There has been a noticeable rise in the number of unhappy clients challenging their solicitors’ bills, particularly in personal injury cases. This is borne out by various rulings from the county court right up to the Court of Appeal (CoA) in Herbert v HH Law Ltd [2019] EWCA Civ 527. The increase has been encouraged by a handful of law firms targeting this as a new area of work; and a recent survey of members of the Association of Costs Lawyers (ACL) indicates that costs specialists are, indeed, seeing this as a potential new avenue for work. As regulated lawyers with the right to conduct litigation and with rights of audience, costs lawyers are able to act directly for clients on these cases. Some 59 per cent of the 126 respondents to the survey said they saw opportunities in acting directly for clients in challenging solicitors’ bills. Fewer than half that number (28 per cent) said they did not, and the rest were not sure. Solicitors have only themselves to blame.
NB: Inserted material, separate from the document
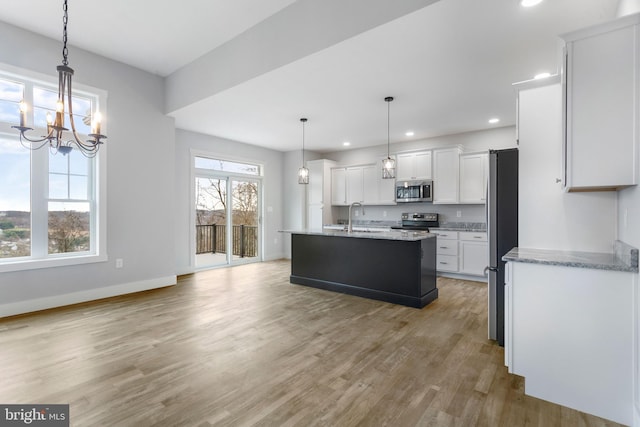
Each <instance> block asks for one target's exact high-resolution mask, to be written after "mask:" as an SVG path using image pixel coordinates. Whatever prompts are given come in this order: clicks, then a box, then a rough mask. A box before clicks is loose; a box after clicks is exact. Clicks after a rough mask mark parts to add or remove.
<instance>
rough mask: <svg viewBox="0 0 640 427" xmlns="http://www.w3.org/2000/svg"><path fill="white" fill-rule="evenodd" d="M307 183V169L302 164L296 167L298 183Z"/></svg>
mask: <svg viewBox="0 0 640 427" xmlns="http://www.w3.org/2000/svg"><path fill="white" fill-rule="evenodd" d="M308 183H309V169H307V168H305V167H304V166H303V167H301V168H300V169H298V184H308Z"/></svg>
It is now six years since the introduction of the Legal Aid, Sentencing and Punishment of Offenders Act 2012 (LASPO) and we are still seeing personal injury lawyers struggling with having to deduct their success fee from clients’ damages; and others displaying sloppiness in some of their billing.

But while there are opportunities for costs lawyers to help clients who feel they have been overcharged, we are also the answer to the problem: if law firms used a costs lawyer to ensure their billing was on a solid footing in the first place, challenges would not get off the ground. Our six-monthly survey – carried out at our national and regional conferences – proves a useful bellwether of changing attitudes and practices in costs. For example, one in six costs lawyers (17 per cent) said the solicitors they dealt with now stick to their budgets – up from 10 per cent last year and just 5 per cent in 2017. However, 22 per cent said solicitors always went over what was budgeted; while a further 54 per cent said they sometimes went over. Around 22 per cent of lawyers also reported more applications to revise budgets, but the same proportion said they had still never seen one. The message about the need to stick to or revise budgets is getting through too slowly.

Solicitors are putting themselves at risk if they have to take the route of convincing the judge on assessment that they had a ‘good reason’ to exceed the budget. This task is not proving easy in many cases, leaving solicitors out of pocket. The survey also showed that costs lawyers are becoming more comfortable with the electronic bill of costs: 57 per cent said they were getting used to it compared to 41 per cent in 2018 – but 36 per cent still think it is making things worse, and 24 per cent described it as a hard sell to solicitors. A mere 5 per cent said solicitors were getting the hang of the electronic bill. Nearly three quarters of costs lawyers said the electronic bill had increased the costs of assessment, which is unsurprising as users get to grips with it. The recent guidance provided by the CoA on the proportionality test will have been welcomed by members (the ACL survey was carried out before the ruling in West & Demoupilied [2019] EWCA Civ 1220), with 57 per cent saying that up until now “everyone has their own approach” to the test with 59 per cent noting that it depended on which judge you were before.

Nearly half also called for a comprehensive review of the costs provisions in the Solicitors Act 1974, a view shared by many in the costs world. In a case last year (Allen v Brethertons LLP [2018] EWHC B15), a costs judge chided a firm of solicitors for not treating the costs lawyer on the other side with “the same professional courtesy as a solicitor would expect”. Three-quarters of the costs lawyers surveyed by the ACL said solicitors treated them with appropriate professional respect and courtesy, though a fifth said they did not. The survey shows the continuing and important role that costs lawyers play in the legal market. I am confident in our members’ ability to adapt given the increasingly central role that costs play in the conduct of litigation.